When a record “present [s] the issue of whether a discussion of reasonable alternatives to leaving work” with the employer “would have been useless,” the EAB “must *** address that question.” Westrope, 144 Or App at 170. For example, in Nielsen v. Employment Dept., 263 Or App 274, 278, 328 P3d 707 (2014), we held that the EAB erred in concluding that the claimant could have complained to her employer about unpaid wages as a reasonable alternative to leaving work where the record indicated that “it would have been useless or even dangerous * * * to do so.” We noted that the “uncontested evidence demonstrate [d] that [the] employer was unwilling to pay overtime to workers who complained about their pay” and that the claimant had witnessed former staff members get into “physical brawl [s]” with the owner over that issue. Id. As a result, we reversed the EAB’s decision. Id.
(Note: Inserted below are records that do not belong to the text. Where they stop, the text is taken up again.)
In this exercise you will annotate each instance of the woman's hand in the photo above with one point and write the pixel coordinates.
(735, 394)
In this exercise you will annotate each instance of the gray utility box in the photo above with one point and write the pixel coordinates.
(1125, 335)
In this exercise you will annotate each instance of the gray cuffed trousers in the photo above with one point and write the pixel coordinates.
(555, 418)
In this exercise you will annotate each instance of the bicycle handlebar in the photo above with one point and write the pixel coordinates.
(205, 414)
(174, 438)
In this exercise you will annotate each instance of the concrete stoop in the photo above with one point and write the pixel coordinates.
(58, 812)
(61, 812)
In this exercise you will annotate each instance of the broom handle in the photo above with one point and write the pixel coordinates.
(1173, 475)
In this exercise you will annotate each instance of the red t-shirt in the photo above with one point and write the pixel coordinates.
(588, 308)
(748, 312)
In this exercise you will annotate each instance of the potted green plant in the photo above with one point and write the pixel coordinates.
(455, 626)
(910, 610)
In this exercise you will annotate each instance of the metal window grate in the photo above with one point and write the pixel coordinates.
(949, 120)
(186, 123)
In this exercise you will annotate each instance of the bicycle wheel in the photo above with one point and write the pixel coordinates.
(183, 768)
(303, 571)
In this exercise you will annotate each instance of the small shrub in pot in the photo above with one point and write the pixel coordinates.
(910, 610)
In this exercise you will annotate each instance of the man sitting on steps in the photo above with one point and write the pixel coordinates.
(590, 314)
Similarly, in Strutz v. Employment Dept., 247 Or App 439, 443, 270 P3d 357 (2011), we held that the EAB’s conclusion that the claimant “could have raised his concerns [with his employer’s failure to give its customers’ credit for their expired products] directly with [his supervisor]” lacked substantial reason because the EAB “fail[ed] to explain * * * what difference it would have made for [the] claimant to raise his concerns with his superiors” when his supervisor had “accompanied [the] claimant on his delivery route and reaffirmed [the] employer’s [questionable] policy.” Consequently, because the EAB failed to address whether its “reasonable alternative” would have been useless, we reversed and remanded the EAB’s decision. Id. at 444.

We recognize that here, unlike in Westrope, Nielsen, and Strutz, the EAB did conclude that “claimant failed to show that [discussing her concerns with the owner] was a futile act.” However, as we discussed above, the EAB erroneously based that conclusion solely upon the owner’s and claimant’s actions before claimant received the January 24 text messages rather than on their actions “at the time [claimant] left work.” Thus, the EAB’s futility conclusion can only be read as applying before claimant received the owner’s January 24 messages.

The owner’s statements in the January 24 text messages, like the actions of the employer in Nielsen and the supervisor in Strutz and unlike the owner’s previous messages to claimant, “present the issue of whether a discussion of reasonable alternatives to leaving work” with the employer “would have been useless.” Westrope, 144 Or App at 170. As we noted, the January 24 text messages reflect a drastic change in claimant and the owner’s relationship. In contrast to the owner’s previous communications, the owner’s January 24 text messages were “hostile in tone.” In them, the owner both called claimant and her husband “bad people” and told claimant that he was calling the police on her. In fact, as the EAB recognized, those final messages, at least in part, brought about claimant’s decision to quit. Due to the severe and threatening nature of those messages and their effect on claimant, the EAB was obligated to discuss the effect of those messages on its conclusion that “claimant failed to show that [discussing her concerns with the owner] was a futile act.” The EAB did not do that. Therefore, because the EAB failed to address that issue, the EAB’s decision lacks substantial reason.

In sum, the EAB’s decision lacks substantial reason because the EAB both failed to consider whether claimant had a “reasonable alternative” to voluntarily leaving work “at the time she left work” and failed to take into consideration the independent effect of the owner’s January 24 text messages on its conclusion that “claimant failed to show that [discussing her concerns with the owner] was a futile act.” As a result, we must reverse and remand the decision.

Reversed and remanded. 
      
       Notably, that text message is the only evidence in the record that claimant had any files. When the ALJ asked claimant if she knew what files the owner was referring to in his text message, she stated, “No.” The owner testified at the hearing, but he never discussed the files, and neither the ALJ nor claimant asked him about the files.